FOSS can’t be used for business or daily tasks.



I have seen this argument over and over on Facebook, and elsewhere online. I have just created a project, and this is what I have used from hosting the site to producing content.

  1. The Webserver: Using Ubuntu, Nginx, PHP and MariaDB – all Free Open Source
  2. The CMS: WordPress (Obviously) – FOSS
  3. Creating Podcasts: OBS, Audacity and Kdenlive, LibreOffice – Free Open Source Software.
  4. Manipulating images for the podcast and website: GIMP – FOSS again.
  5. Cloud storage/Calander/Contacts/uploading photos from iPhone – Nextcloud – FOSS – see the pattern here…..
  6. Webmail: Yes I do host my own webmail client, it is Roundcube – FOSS.
  7. The OS I’m using – Linux Mint – FOSS, last time I looked.

OK admittedly  – I am a one-man company – so I can get away with this, but that’s not to say, it’s impossible. I wasn’t intending to see if I could produce a project just using FOSS  – it just happened.
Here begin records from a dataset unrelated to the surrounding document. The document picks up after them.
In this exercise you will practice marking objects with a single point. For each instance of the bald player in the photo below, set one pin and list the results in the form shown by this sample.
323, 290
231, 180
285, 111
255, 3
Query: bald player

If I used proprietary software, this would be the cost:

  • Windows Server 2019 Standard – £699
  • Commerical CMS (craftCMS) – £215 (per project)
  • Adobe Creative Cloud  –  £596
  • Office 365 – £182
  • Windows 10 Pro  – £220

Total cost for a year – £1912 PER MACHINE

I would have achieved the SAME results, but be out of pocket. I will admit this though – I am a pragmatic user of FOSS, not an ideological user, what was interesting when I was creating the podcasts for YouTube, there were online tools to do the job – but thanks to VLC player having visualisation – AND that OBS can record the desktop or even just a window – I was able to make my own – admittedly at the rate of 1 second per second – I was able to do it using VLC – and NOT break the GPL. I was using it for a different purpose than what it should be used for. I was able to get creative on how to use these programs!

The software was free to use and gave me the freedom to use it as I see fit. If I had the technical knowhow – I could have added a visualisation feature in OBS for myself…… and sent the patch upstream to Github.

The TL:DR –

You CAN use FOSS for daily production in business!